My little standard def GoPro has been down to 18m diving wothout a hitch. Unfortunately its bug-eyed view of the world and 5mp stills dont make it a great choice for an all round camera. 
I just dont think wp cameras are there yet. Guess we will have to wait for the technology to come along and keep claiming under warranty till it does.


----------



## bimbo (Sep 15, 2009)

Interesting to hear you are having trouble with yours. I have the same camera and have found it great. Mine has been in both salt and freshwater and down to about 7m while snorkeling and I havn't had a problem with it. My BIL also has the model before mine with the same experience - pretty much why I got mine.


----------



## matcoburn (Feb 6, 2009)

Awesome suggestions Red.


----------



## ELM (Jul 14, 2008)

I have seen (imo the best housing on the market) an Amphibico housing that goes to depths of 40 mtrs repeatedly with no issues leak when submersed at "speed" in 10 mtrs (on a submersible scooter).

The forces from motion is what seems to bring them all undone at some stage, some sooner than others.

I have often wondered if the act of motion creates a greater amount of pressure on one side rather than an equal amount of pressure around the whole thing which deforms the housing/seal and allows it to leak.

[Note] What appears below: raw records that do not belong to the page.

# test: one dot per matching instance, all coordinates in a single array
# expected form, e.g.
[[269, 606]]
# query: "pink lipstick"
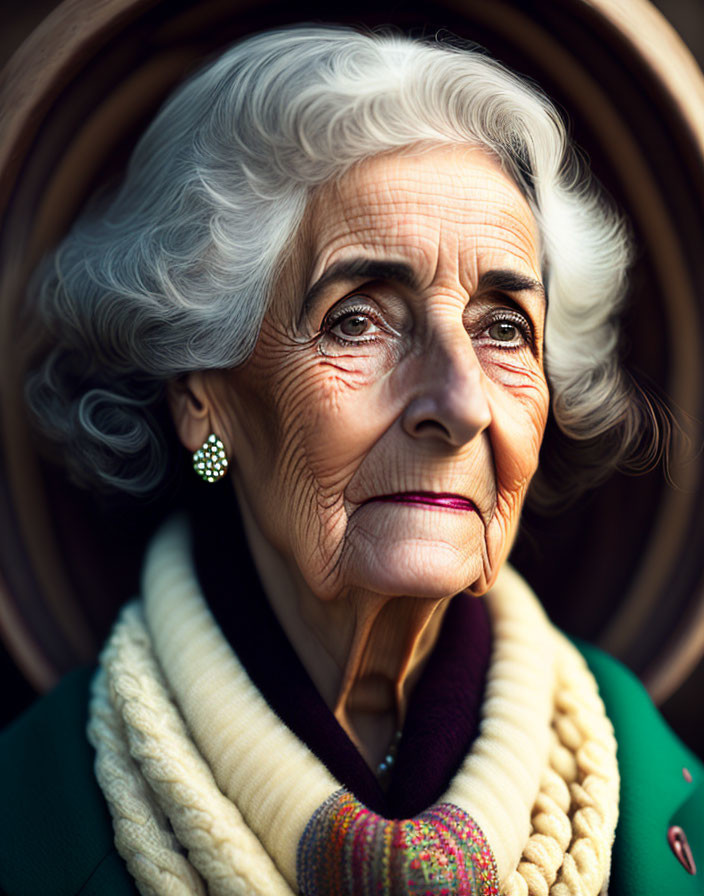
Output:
[[432, 499]]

Another idea is, if the increased pressure from motion, forces gas/air out, it creates an internal vacuum and as the external pressure is released when bringing the housing to the surface, that vacuum then sucks water in. In either case it does not explain why it has happened when the camera was not even submerged.

The one thing I think anyone planing to submerge their camera's (even so called "waterproof" camera's), they should be placed inside a specially made housing. If they are a waterproof camera then you have two levels of protection as far as water is concerned and your camera is completely protected against knocks and dings. For the amount that gets spent on replacement camera's, in a lot of cases a housing would have been purchased and the original camera would be still working.


----------